APC modelling provides a powerful framework for inferring meaningful structure from complex data. Use of an expanded definition of these deaths allowed the capture of drug and other alcohol-related disease deaths which have the same underlying socio-structural drivers, but which may be excluded by analyses limited to drug poisonings and alcohol-related liver disease. The availability of forty years of mortality data provided scope for examining trends across a period of considerable social and economic change, allowing cohort effects to be examined.

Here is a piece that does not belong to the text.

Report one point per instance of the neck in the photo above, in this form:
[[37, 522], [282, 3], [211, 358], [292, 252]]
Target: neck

Several limitations must be noted. This study examined cause of death records and may be limited by incorrect or unclear coding. Since 2006, the Australian Bureau of Statistics has implemented a revisions process for improving the quality of cause of death data and, in particular, the coding of intent [15]. This may influence comparisons across calendar time; however, as fewer substance poisoning deaths with undetermined intent (ICD codes Y10-Y15) were observed in the years before compared to after implementation of the revision process (data not shown), the impact of this administrative change on observed patterns is expected to be minimal. Nevertheless, intent may be difficult to ascertain and the underreporting of suicide deaths is a known problem [45]. Although international research has demonstrated associations between these causes of death and socioeconomic factors (e.g., ethnicity, education, employment) [1, 2, 11], detailed data on these were unavailable, and these relationships require further exploration in the Australian context.